Staff Writer: Grave Digger

Barnaby Thompson talks about how the adaptation was cast. What he looked for in an actor. Ever wonder why people get the parts they do? An interesting read for fans as well as actors.

Oscar Wilde’s “The Picture of Dorian Gray” is a literary classic and anyone who has read the novel, has an image in their mind’s eye on what Dorian looks like, “Everybody has their own idea of perfection” notes director Oliver Parker.

This could have posed an almost impossible task in the casting process but Parker took the view that times change and that “If one was to choose the most glamorous man of the age today, he would be very different from when the book was written”.

Enter British actor Ben Barnes. Producer Barnaby Thompson had previously cast Barnes in Ealing Studio’s Easy Virtue and it was on the set of that film that he looked at the young actor as a possible Dorian, having arrived at the location straight from a script meeting on Dorian Gray. “I became aware of Ben’s interesting dark eyes and there was a moment when he turned to camera slightly and I found myself thinking ‘Oh my God he’s Dorian’. As a result, Thompson introduced Barnes to Oliver Parker and the two spent a couple of days working together. “I gave him a fairly rigorous audition, which he passed with flying colours. I became very excited about what he could bring to Dorian”.

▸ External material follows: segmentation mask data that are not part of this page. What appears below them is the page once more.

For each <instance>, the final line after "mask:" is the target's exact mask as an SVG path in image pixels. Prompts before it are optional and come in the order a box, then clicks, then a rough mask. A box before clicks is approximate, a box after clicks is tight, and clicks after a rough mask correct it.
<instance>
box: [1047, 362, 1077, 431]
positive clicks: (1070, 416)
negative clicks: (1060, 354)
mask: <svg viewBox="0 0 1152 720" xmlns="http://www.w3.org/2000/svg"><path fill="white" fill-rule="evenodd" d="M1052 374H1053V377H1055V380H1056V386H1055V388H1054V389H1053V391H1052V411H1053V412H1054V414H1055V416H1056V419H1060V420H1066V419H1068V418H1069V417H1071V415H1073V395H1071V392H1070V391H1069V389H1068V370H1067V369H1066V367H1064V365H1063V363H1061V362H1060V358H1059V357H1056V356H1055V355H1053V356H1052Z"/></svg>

“I think Ben’s done a great job; he has matinee idol looks, he’s utterly charming, but he can go from sweet charm to steel in just a flick of the head. This role is a real challenge: he starts as gawky naïve, he becomes rock ‘n’ roll superstar and then has to play himself looking exactly the same 25 years later and he’s done all those three things with aplomb” praises Thompson.

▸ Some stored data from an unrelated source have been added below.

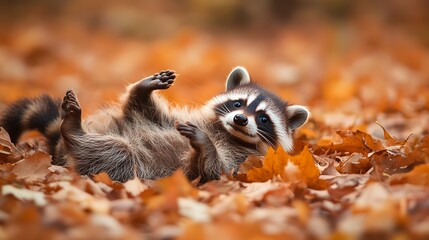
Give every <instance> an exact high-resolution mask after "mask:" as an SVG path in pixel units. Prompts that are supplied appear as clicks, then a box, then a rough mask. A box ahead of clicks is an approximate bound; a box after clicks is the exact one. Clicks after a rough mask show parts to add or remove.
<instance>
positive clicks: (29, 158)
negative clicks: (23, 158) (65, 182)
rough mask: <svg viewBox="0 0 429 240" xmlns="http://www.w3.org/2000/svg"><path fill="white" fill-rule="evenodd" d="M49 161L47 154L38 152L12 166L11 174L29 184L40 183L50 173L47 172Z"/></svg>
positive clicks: (48, 154) (50, 164) (49, 170)
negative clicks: (13, 165) (37, 182)
mask: <svg viewBox="0 0 429 240" xmlns="http://www.w3.org/2000/svg"><path fill="white" fill-rule="evenodd" d="M51 161H52V158H51V156H50V155H49V154H47V153H45V152H42V151H38V152H35V153H34V154H33V155H30V156H28V157H25V158H24V159H22V160H21V161H19V162H17V163H16V164H14V166H13V169H12V172H13V173H15V174H16V177H17V179H25V180H26V181H29V182H34V181H42V180H44V179H45V177H46V175H47V174H48V173H50V172H51V171H50V170H49V168H50V167H51Z"/></svg>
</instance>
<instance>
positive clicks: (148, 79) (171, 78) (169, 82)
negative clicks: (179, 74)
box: [142, 70, 176, 90]
mask: <svg viewBox="0 0 429 240" xmlns="http://www.w3.org/2000/svg"><path fill="white" fill-rule="evenodd" d="M174 79H176V73H175V72H174V71H172V70H164V71H161V72H159V73H155V74H154V75H152V76H150V77H148V78H145V79H143V81H142V86H143V87H145V88H147V89H148V90H157V89H167V88H169V87H171V85H172V84H173V82H174Z"/></svg>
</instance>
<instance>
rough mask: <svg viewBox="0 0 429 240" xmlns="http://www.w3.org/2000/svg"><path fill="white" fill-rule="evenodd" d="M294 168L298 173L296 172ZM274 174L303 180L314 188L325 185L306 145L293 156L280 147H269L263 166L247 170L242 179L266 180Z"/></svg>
mask: <svg viewBox="0 0 429 240" xmlns="http://www.w3.org/2000/svg"><path fill="white" fill-rule="evenodd" d="M294 166H295V167H294ZM296 168H297V169H298V170H299V173H296V171H295V169H296ZM296 174H297V175H298V176H296ZM276 176H279V177H280V178H281V179H283V180H303V181H304V182H305V183H307V185H308V186H311V187H314V188H325V187H326V185H325V182H324V181H321V180H319V176H320V171H319V169H318V167H317V166H316V164H315V162H314V157H313V155H312V154H311V152H310V151H309V150H308V146H305V147H304V149H303V150H302V151H301V152H300V153H299V154H298V155H295V156H292V155H289V154H288V153H287V152H285V151H284V150H283V149H282V148H278V149H277V150H274V149H270V150H269V151H268V154H267V155H266V156H265V159H264V163H263V166H262V167H261V168H253V169H251V170H249V171H248V172H247V175H246V178H245V179H244V180H245V181H248V182H266V181H268V180H270V179H273V178H274V177H276Z"/></svg>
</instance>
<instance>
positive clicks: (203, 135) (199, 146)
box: [176, 122, 210, 149]
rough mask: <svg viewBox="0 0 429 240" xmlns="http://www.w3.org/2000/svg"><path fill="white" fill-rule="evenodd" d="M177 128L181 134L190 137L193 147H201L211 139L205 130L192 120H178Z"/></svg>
mask: <svg viewBox="0 0 429 240" xmlns="http://www.w3.org/2000/svg"><path fill="white" fill-rule="evenodd" d="M176 129H177V131H179V133H180V134H181V135H183V136H185V137H187V138H188V139H189V141H190V143H191V146H192V147H193V148H196V149H200V148H202V147H203V146H204V145H205V144H207V142H208V141H210V140H209V138H208V136H207V134H206V133H205V132H203V131H201V130H200V129H199V128H198V127H197V126H196V125H194V124H192V123H190V122H186V123H178V122H176Z"/></svg>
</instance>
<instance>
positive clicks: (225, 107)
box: [222, 105, 231, 113]
mask: <svg viewBox="0 0 429 240" xmlns="http://www.w3.org/2000/svg"><path fill="white" fill-rule="evenodd" d="M222 109H223V110H225V112H226V113H230V112H231V110H229V109H228V108H227V107H226V106H225V105H222Z"/></svg>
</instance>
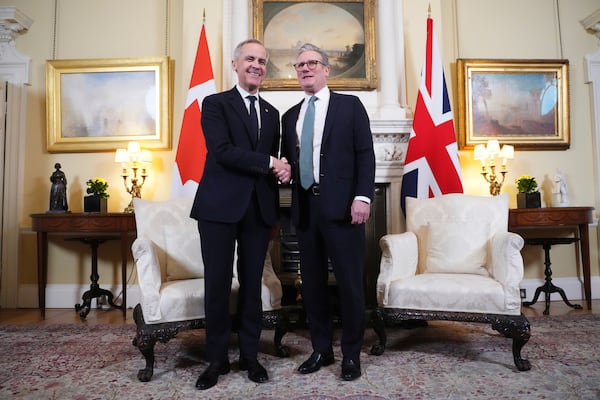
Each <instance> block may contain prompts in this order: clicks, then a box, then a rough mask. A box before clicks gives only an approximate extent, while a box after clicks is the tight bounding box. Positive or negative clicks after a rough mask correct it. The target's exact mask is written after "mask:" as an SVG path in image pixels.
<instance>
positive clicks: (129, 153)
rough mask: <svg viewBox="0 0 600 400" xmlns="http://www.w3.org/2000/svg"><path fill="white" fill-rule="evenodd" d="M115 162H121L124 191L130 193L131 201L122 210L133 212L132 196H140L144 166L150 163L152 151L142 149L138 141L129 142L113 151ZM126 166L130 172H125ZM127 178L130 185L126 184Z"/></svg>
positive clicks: (128, 211)
mask: <svg viewBox="0 0 600 400" xmlns="http://www.w3.org/2000/svg"><path fill="white" fill-rule="evenodd" d="M115 162H117V163H121V166H122V167H123V171H122V172H121V176H122V177H123V185H125V191H127V193H129V194H130V195H131V202H129V205H128V206H127V207H125V209H124V210H123V211H125V212H133V199H134V197H139V198H142V186H143V185H144V182H145V181H146V177H147V176H148V172H147V170H146V167H147V166H148V165H150V164H152V153H150V151H148V150H142V149H141V147H140V144H139V143H138V142H129V144H128V145H127V149H117V151H116V152H115ZM128 166H129V168H130V169H131V174H130V173H129V172H127V167H128ZM139 169H141V171H140V178H141V181H139V178H138V170H139ZM127 178H129V180H130V183H131V185H130V186H127Z"/></svg>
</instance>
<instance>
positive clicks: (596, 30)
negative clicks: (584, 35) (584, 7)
mask: <svg viewBox="0 0 600 400" xmlns="http://www.w3.org/2000/svg"><path fill="white" fill-rule="evenodd" d="M581 25H583V27H584V28H585V30H586V31H587V32H589V33H591V34H592V35H595V36H596V37H597V38H598V39H600V9H598V10H596V11H595V12H593V13H592V14H590V15H589V16H588V17H586V18H584V19H582V20H581Z"/></svg>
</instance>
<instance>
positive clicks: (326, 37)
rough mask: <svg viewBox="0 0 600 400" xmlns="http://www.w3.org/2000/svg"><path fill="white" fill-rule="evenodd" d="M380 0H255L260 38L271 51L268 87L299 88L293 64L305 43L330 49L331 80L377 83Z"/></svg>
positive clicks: (369, 83) (275, 88)
mask: <svg viewBox="0 0 600 400" xmlns="http://www.w3.org/2000/svg"><path fill="white" fill-rule="evenodd" d="M374 3H375V0H360V1H357V0H338V1H325V0H308V1H297V0H277V1H275V0H253V8H252V9H253V13H254V15H253V17H254V37H255V38H257V39H259V40H261V41H262V42H263V43H264V45H265V47H266V48H267V50H268V52H269V63H268V65H267V76H266V77H265V79H264V81H263V84H262V88H263V89H267V90H289V89H298V81H297V80H296V71H295V70H294V67H293V64H294V63H295V61H296V52H297V50H298V48H299V47H300V46H301V45H303V44H304V43H312V44H314V45H316V46H318V47H320V48H322V49H323V50H325V52H326V53H327V55H328V56H329V63H330V65H331V73H330V75H329V79H328V80H327V85H328V86H329V87H331V88H333V89H341V90H370V89H375V88H376V87H377V74H376V70H375V15H374V12H375V5H374Z"/></svg>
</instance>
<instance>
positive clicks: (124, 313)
mask: <svg viewBox="0 0 600 400" xmlns="http://www.w3.org/2000/svg"><path fill="white" fill-rule="evenodd" d="M31 229H32V230H33V231H34V232H37V251H38V254H37V261H38V305H39V308H40V311H41V313H42V318H45V317H46V282H47V278H48V234H49V233H50V234H52V233H62V234H72V235H76V236H86V235H89V236H94V235H99V234H107V233H114V234H119V235H120V238H121V282H122V285H123V302H122V306H123V307H122V311H123V318H125V316H126V311H127V258H128V255H129V246H128V243H129V241H128V236H129V235H130V234H132V233H133V234H135V232H136V229H135V215H134V214H132V213H56V214H55V213H45V214H31Z"/></svg>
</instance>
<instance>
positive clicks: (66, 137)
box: [46, 57, 172, 153]
mask: <svg viewBox="0 0 600 400" xmlns="http://www.w3.org/2000/svg"><path fill="white" fill-rule="evenodd" d="M171 81H172V77H171V68H170V60H169V58H168V57H144V58H117V59H80V60H49V61H47V62H46V125H47V141H46V147H47V150H48V151H49V152H51V153H63V152H92V151H114V150H115V149H116V148H118V147H123V146H126V145H127V142H129V141H139V142H141V143H142V146H144V148H147V149H170V148H171V115H172V93H171V86H172V85H171Z"/></svg>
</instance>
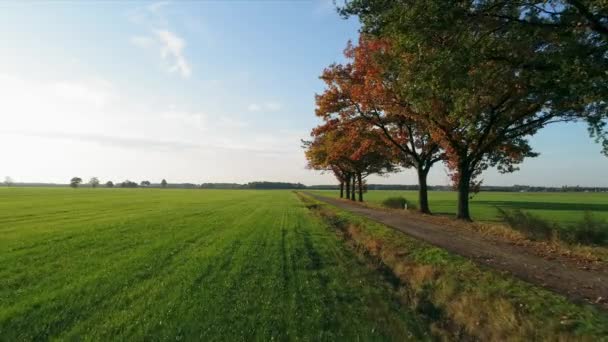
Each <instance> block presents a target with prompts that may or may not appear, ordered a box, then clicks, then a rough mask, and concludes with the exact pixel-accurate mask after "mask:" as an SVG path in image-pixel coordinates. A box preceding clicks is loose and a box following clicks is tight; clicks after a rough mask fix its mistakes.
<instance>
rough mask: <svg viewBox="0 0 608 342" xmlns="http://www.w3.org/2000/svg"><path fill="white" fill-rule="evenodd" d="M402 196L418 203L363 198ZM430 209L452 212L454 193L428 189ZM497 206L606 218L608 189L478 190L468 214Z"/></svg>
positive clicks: (400, 192) (331, 193) (542, 216)
mask: <svg viewBox="0 0 608 342" xmlns="http://www.w3.org/2000/svg"><path fill="white" fill-rule="evenodd" d="M315 192H317V193H321V194H324V195H326V196H334V197H338V196H339V195H340V194H339V192H338V191H326V190H323V191H315ZM392 196H403V197H405V198H407V200H408V201H411V202H414V203H417V202H418V193H417V192H416V191H393V190H370V191H368V192H367V193H366V194H365V195H364V200H365V201H366V202H369V203H372V204H377V205H379V204H380V203H381V202H382V201H383V200H384V199H386V198H388V197H392ZM429 203H430V206H431V211H432V212H433V213H436V214H448V215H455V213H456V206H457V197H456V193H455V192H451V191H430V192H429ZM497 207H500V208H504V209H522V210H525V211H529V212H531V213H534V214H536V215H538V216H540V217H542V218H545V219H548V220H551V221H554V222H558V223H564V224H571V223H574V222H576V221H579V220H580V219H581V218H582V217H583V214H584V212H585V211H590V212H593V214H594V215H596V216H597V217H598V218H604V219H608V193H581V192H567V193H561V192H558V193H531V192H530V193H514V192H480V193H478V194H476V195H475V196H474V197H473V199H472V200H471V216H472V217H473V219H474V220H480V221H496V220H498V211H497V210H496V208H497Z"/></svg>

Parker and British actor Colin Firth are no strangers to collaboration, having worked together three times previously. “I think he’s becoming more and more exciting as an actor” notes Parker. “He keeps moving forward in an almost relentless way, looking for new ways to challenge himself. Henry Wotton is a fabulous role for him and not necessarily an obvious one considering the way people perceive Colin. But I actually know he’s a dark bastard at heart with evil thoughts so it was an easy choice in the end!”

Producer Barnaby Thomson’s thoughts echo those of Parker, “Colin saw an opportunity to play a character he rarely gets to play. In a curious way if there’s a similar role he’s played it would be Valmont, where he had this real sparkle and sense of the Machiavellian and he gets to be the bad guy. Very often Colin is cast as Mr Reliable and anyone who knows him knows he is anything but!”